For a moment Erik sat at his desk. He’d caught another one. He should feel good about it, but his thoughts were bleak.

It was the first time he’d used physical force in the literally hundreds of cases, and the thousands of subjects, he’d investigated since splashing ashore at Omaha Beach more than ten months before. He’d always felt that to do so would put him on a par with the Nazis.

He suddenly recalled, word for word, the bitter argument he’d had with a line officer who’d beaten up a PW.

“Your lily-livered methods won’t get you anywhere,” the man had told him contemptuously. “There’s only one way to deal with those bastards. Beat the shit out of them!
Make
them talk! Be as ornery—as unscrupulous—as they are.”

“And what does that do?” he’d countered. “Make
them
right? Or
us
wrong?”

“What’s the matter with you? You afraid to sacrifice one of your precious principles?”

“One? And then maybe another? And one more? Where do we stop?”

“Oh, for Christ’s sake! All you have to do is
show
them. . . .”

“And if that’s
not
enough? . . .”

“Dammit, man!
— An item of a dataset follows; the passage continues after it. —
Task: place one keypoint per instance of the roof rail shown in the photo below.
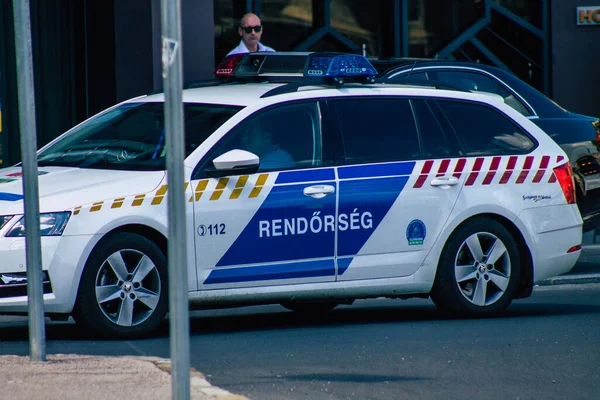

What’s more important? The creature comforts of a bunch of fucking Krauts, or a few hundred GIs ending up wearing mattress covers?”

Erik sighed. He had not been able to agree.

And now?

He’d just struck a man, a suspect, with all the force he could muster. And at that single moment he’d
wanted
to strike him. Was he then becoming like—them? After all this time? All the pressure?

He quickly derailed his train of thought. Hell of a time to get morbid, he thought. What I need is some bunk fatigue. Pretty damned soon!

Okay. So he’d knocked the Kraut down. But, dammit, it had been the right thing to do!

This time.

Would it have been right if the man actually had been telling the truth? . . .

It had been a textbook case. Just as he’d been taught at Camp Ritchie in Maryland by the IPWs: Do the unexpected. Break the prisoner as quickly as possible. Once he’d discovered the cornerstone of the man’s defenses, he’d had no choice but to knock it out.

He sighed. He felt bone tired. Well, he’d asked for it. And in writing!

He remembered the letter he’d written to the War Department, dated December 8, 1941. . . .

He had graduated from the University of Minneapolis, after majoring in journalism, only a few months before and had returned to his native Rochester. He had been born and raised in that Minnesota town, and he felt closely tied to it. His father, Christian Larsen, had come to Rochester in 1913 from the Finsen Light Institute in Copenhagen to work as a radiation expert at the Mayo Clinic and was still there, as head of the department. Four years after he arrived he’d married a young, second-generation Danish-American girl, Karen Borg, and Erik had been born in September 1918.

Erik spent the eighteen months following his high school graduation with his father’s sister, Aunt Birte, in Copenhagen. He studied languages and psychology at the university and spent his vacations bicycling through Europe and skiing in Norway in the winter. It was because of his intimate knowledge of Denmark, and France and Germany and their languages, that he felt he could be of special use in some military intelligence capacity, and that was what he suggested in his letter to the War Department, volunteering his services.